The totient of an integer, N, is the number of integers Less than N which are relatively prime to N, that is, they share no common factors. The symbol for the Totient (by the way, the word is pronounced to rhyme with "quotient"... I didn't know that for a long time) of N is usually the greek letter Φ. We would write Φ(10)=4, to indicate there are four numbers less than 10 which have no factor in common with the number ten. The four numbers 1,3,7, and 9 are called the totitives of 10. The image at top shows a graph of Φ(n) for each n.

Euler showed that if a number n had prime factors p, q, and r; then the totient would equal N(1-1/p)(1-1/q)(1-1/r). It doesn't matter if it has some prime factors more than once, you only use each factor once in the calculation. As an example, 20 factors to 2x2x5, but the number of prime factors is found by 20 (1-1/2)(1-1/5) = 8; with totatives of 1, 3, 7, 9, 11, 13, 17, and 19. The word totient is drawn from the Latin root *tot* for "so much", and probably to the Greek *tosos*, "so great". The word tot is still used occasionally for a mark made beside a list to acknowledge receipt, and is sometimes called a "tot mark"(pronounced with a long o, like tote). Euler defined the rule for the number of totients around 1761 in proving what we now call the "Euler-Fermat" theorem. Euler didn't use the word totient. That term was introduced by J J Sylvester, (According to Graham, Knuth and Patashnik, "Concrete Mathematics") who had a habit of making up new words for math terms. "The reference they give is to a paper from 1883: "On the number of fractions contained in any 'Farey series' of which the limiting number is given".

The name "PHI" for the function was created by Gauss in his __ Disquitiones arithmeticae__ .

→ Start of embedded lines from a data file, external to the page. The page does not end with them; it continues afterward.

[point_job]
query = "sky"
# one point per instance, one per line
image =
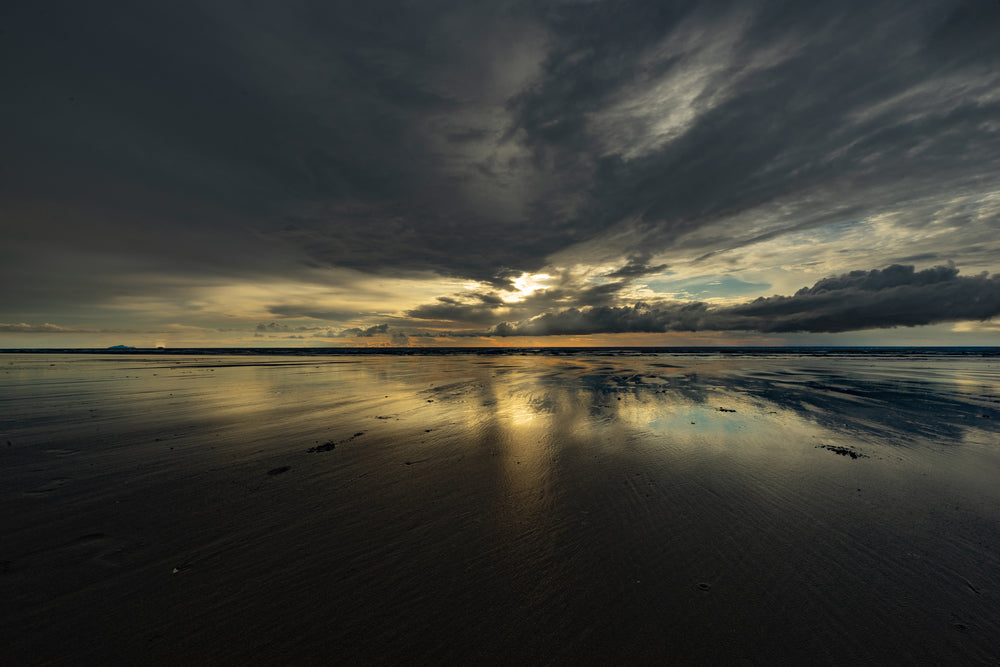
(569, 172)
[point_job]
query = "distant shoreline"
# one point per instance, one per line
(907, 351)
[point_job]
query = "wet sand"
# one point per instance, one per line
(587, 509)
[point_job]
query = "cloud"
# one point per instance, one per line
(38, 328)
(895, 296)
(376, 330)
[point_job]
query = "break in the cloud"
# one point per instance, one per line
(453, 166)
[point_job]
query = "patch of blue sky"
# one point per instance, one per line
(707, 287)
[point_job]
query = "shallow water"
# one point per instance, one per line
(467, 508)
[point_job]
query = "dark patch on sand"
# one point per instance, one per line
(843, 451)
(330, 445)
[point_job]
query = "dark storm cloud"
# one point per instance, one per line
(843, 106)
(261, 140)
(895, 296)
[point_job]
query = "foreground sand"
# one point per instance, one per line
(586, 509)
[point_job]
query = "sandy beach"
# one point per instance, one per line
(503, 509)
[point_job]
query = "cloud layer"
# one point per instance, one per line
(896, 296)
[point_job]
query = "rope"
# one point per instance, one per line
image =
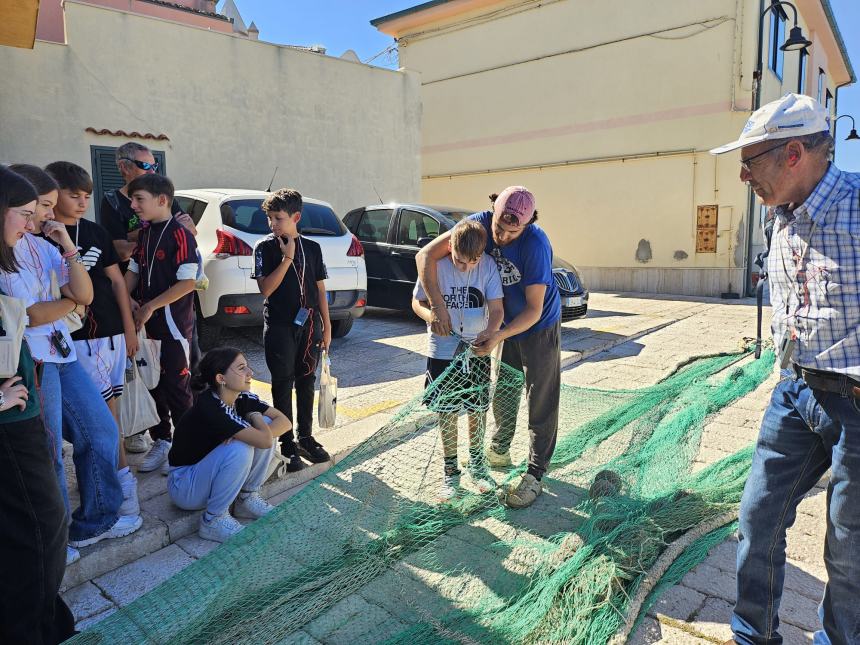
(655, 573)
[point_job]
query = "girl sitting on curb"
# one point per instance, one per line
(222, 446)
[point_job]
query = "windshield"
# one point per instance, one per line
(246, 215)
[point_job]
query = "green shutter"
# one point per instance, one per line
(106, 175)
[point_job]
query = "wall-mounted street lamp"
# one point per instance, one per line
(796, 41)
(852, 136)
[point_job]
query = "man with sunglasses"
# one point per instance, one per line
(812, 423)
(531, 332)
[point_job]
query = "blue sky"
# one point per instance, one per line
(345, 24)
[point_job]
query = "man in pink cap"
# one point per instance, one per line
(812, 424)
(531, 329)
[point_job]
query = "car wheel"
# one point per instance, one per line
(340, 328)
(208, 333)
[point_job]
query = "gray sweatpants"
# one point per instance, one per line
(538, 356)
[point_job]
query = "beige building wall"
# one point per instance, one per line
(233, 109)
(606, 111)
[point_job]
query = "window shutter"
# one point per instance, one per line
(106, 175)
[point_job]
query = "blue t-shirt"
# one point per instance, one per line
(525, 261)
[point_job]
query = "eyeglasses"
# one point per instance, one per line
(745, 163)
(143, 165)
(24, 213)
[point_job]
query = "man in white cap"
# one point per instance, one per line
(531, 330)
(813, 421)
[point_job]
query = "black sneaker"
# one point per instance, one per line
(312, 450)
(294, 463)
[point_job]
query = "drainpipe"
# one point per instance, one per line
(752, 221)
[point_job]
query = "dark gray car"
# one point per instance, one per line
(392, 234)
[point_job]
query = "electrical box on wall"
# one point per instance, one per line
(706, 228)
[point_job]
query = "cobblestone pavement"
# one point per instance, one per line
(627, 341)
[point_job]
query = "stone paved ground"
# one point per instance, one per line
(380, 367)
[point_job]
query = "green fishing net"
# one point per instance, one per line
(369, 551)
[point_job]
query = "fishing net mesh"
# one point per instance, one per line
(375, 550)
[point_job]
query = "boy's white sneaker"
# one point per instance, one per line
(251, 506)
(130, 504)
(219, 529)
(156, 456)
(125, 525)
(136, 443)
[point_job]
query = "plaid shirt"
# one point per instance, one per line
(815, 281)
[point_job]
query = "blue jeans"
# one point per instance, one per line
(74, 410)
(217, 479)
(804, 432)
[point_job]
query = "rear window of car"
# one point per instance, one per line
(246, 215)
(457, 215)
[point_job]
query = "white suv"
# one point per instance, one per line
(229, 222)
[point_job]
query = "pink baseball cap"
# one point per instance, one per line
(516, 201)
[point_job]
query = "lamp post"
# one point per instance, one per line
(853, 136)
(796, 41)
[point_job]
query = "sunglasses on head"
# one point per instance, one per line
(143, 165)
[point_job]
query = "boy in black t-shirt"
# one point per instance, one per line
(160, 280)
(289, 270)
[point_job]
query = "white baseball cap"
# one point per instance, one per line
(794, 115)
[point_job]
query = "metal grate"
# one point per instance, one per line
(565, 280)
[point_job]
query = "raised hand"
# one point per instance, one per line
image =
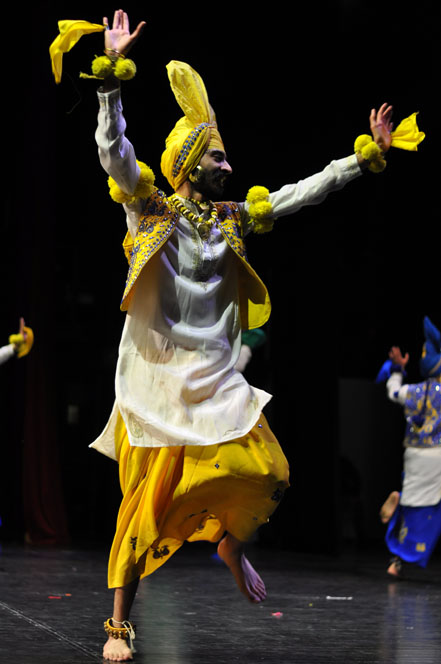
(381, 126)
(397, 358)
(118, 38)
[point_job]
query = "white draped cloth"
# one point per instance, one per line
(176, 382)
(422, 466)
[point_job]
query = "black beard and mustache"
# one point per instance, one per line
(210, 184)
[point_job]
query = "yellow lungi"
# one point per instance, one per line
(173, 494)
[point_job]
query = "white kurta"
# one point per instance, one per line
(422, 466)
(176, 383)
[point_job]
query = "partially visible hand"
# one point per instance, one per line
(21, 329)
(118, 38)
(397, 358)
(381, 126)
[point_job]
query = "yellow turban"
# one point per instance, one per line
(195, 132)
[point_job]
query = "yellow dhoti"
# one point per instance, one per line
(173, 494)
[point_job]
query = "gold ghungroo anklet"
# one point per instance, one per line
(126, 632)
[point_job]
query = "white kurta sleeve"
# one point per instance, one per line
(314, 189)
(116, 153)
(396, 391)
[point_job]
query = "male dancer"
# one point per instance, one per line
(197, 458)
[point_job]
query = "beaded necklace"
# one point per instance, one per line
(203, 225)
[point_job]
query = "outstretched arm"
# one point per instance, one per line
(118, 40)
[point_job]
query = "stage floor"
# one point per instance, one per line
(319, 610)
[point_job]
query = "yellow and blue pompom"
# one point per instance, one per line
(125, 69)
(260, 209)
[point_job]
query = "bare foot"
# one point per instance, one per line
(389, 506)
(395, 568)
(246, 577)
(117, 650)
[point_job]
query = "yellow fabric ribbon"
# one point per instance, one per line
(189, 139)
(70, 33)
(407, 136)
(24, 342)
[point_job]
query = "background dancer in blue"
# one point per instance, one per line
(414, 515)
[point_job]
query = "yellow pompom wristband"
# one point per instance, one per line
(370, 152)
(260, 209)
(143, 189)
(104, 66)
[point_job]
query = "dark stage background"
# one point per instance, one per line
(292, 88)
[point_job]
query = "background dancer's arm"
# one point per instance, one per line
(396, 391)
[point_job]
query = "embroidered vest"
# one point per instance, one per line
(423, 414)
(156, 225)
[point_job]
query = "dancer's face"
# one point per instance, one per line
(212, 175)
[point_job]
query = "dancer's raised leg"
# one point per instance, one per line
(231, 551)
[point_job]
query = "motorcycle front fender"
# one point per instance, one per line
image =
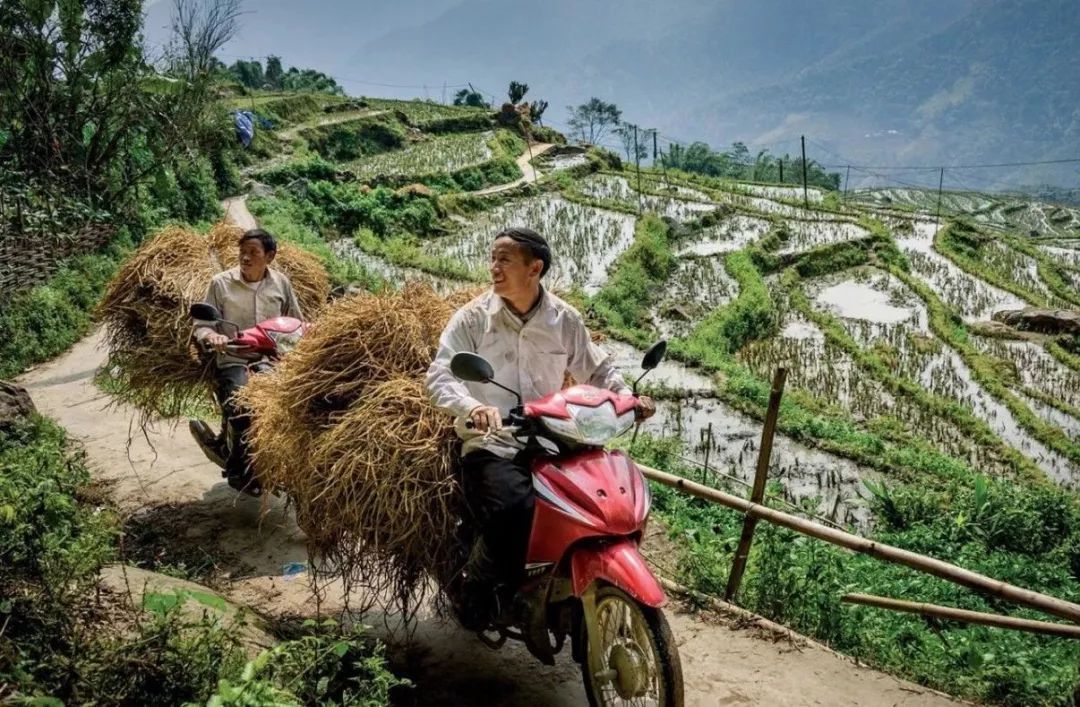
(620, 565)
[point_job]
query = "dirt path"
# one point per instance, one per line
(527, 170)
(165, 484)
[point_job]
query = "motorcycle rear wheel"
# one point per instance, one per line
(638, 658)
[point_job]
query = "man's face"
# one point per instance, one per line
(254, 260)
(512, 267)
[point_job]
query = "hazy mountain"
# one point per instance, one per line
(315, 34)
(998, 84)
(874, 81)
(881, 81)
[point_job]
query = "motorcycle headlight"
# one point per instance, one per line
(591, 425)
(285, 341)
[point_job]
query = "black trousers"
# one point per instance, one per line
(499, 493)
(228, 381)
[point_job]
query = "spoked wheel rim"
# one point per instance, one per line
(628, 663)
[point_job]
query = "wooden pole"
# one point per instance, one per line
(757, 494)
(637, 161)
(930, 566)
(934, 611)
(941, 184)
(806, 196)
(709, 446)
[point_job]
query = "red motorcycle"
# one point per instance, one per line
(584, 575)
(260, 345)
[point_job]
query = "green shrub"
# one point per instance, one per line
(752, 315)
(353, 139)
(44, 321)
(980, 525)
(636, 276)
(294, 223)
(326, 666)
(313, 167)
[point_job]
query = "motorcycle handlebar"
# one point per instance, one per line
(507, 422)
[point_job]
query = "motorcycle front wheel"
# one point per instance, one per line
(636, 657)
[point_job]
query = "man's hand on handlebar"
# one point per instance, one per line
(216, 341)
(646, 408)
(485, 418)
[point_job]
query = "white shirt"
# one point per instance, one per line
(530, 357)
(246, 303)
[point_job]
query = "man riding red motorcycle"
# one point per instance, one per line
(243, 297)
(567, 563)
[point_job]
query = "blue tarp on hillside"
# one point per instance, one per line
(244, 121)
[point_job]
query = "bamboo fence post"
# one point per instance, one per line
(935, 611)
(930, 566)
(757, 494)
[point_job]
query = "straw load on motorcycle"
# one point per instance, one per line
(145, 313)
(343, 429)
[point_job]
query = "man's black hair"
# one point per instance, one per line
(269, 245)
(535, 243)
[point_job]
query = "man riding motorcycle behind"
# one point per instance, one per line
(532, 338)
(244, 295)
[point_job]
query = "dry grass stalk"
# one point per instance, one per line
(145, 314)
(343, 427)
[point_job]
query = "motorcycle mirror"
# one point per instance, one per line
(651, 359)
(655, 355)
(470, 367)
(204, 312)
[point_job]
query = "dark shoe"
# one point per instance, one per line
(245, 484)
(207, 442)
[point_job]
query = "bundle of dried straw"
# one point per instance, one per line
(343, 427)
(153, 364)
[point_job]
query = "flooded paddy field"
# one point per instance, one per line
(734, 232)
(791, 193)
(811, 234)
(729, 439)
(447, 153)
(584, 240)
(972, 297)
(893, 321)
(619, 189)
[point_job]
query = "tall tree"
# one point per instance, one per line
(590, 121)
(470, 97)
(201, 28)
(517, 92)
(633, 141)
(274, 72)
(536, 111)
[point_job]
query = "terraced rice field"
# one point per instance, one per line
(973, 298)
(446, 153)
(879, 311)
(585, 241)
(618, 189)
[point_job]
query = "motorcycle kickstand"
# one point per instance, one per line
(494, 643)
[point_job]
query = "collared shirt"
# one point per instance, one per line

N_____Φ(N)______ totitives

1_____ 1 ____ 1

2_____ 1 ____ 1

3_____ 2 _____ 1,2

4_____ 2 _____ 1,3

5_____ 4 _____ 1,2,3,4

6_____ 2 ______1, 5

7_____ 6 ______1.2.3.4.5.6

8_____ 4 ______ 1,3,5,7

There is actually an interesting unproven math theorem about totients. It seems that any number that appears in the sequence of Φ(N) must appear at least twice. It has been proven that if there is an exception, it must have more than 10,000 digits. This is sometimes called the Carmichael Conjecture after R. D. Carmichael.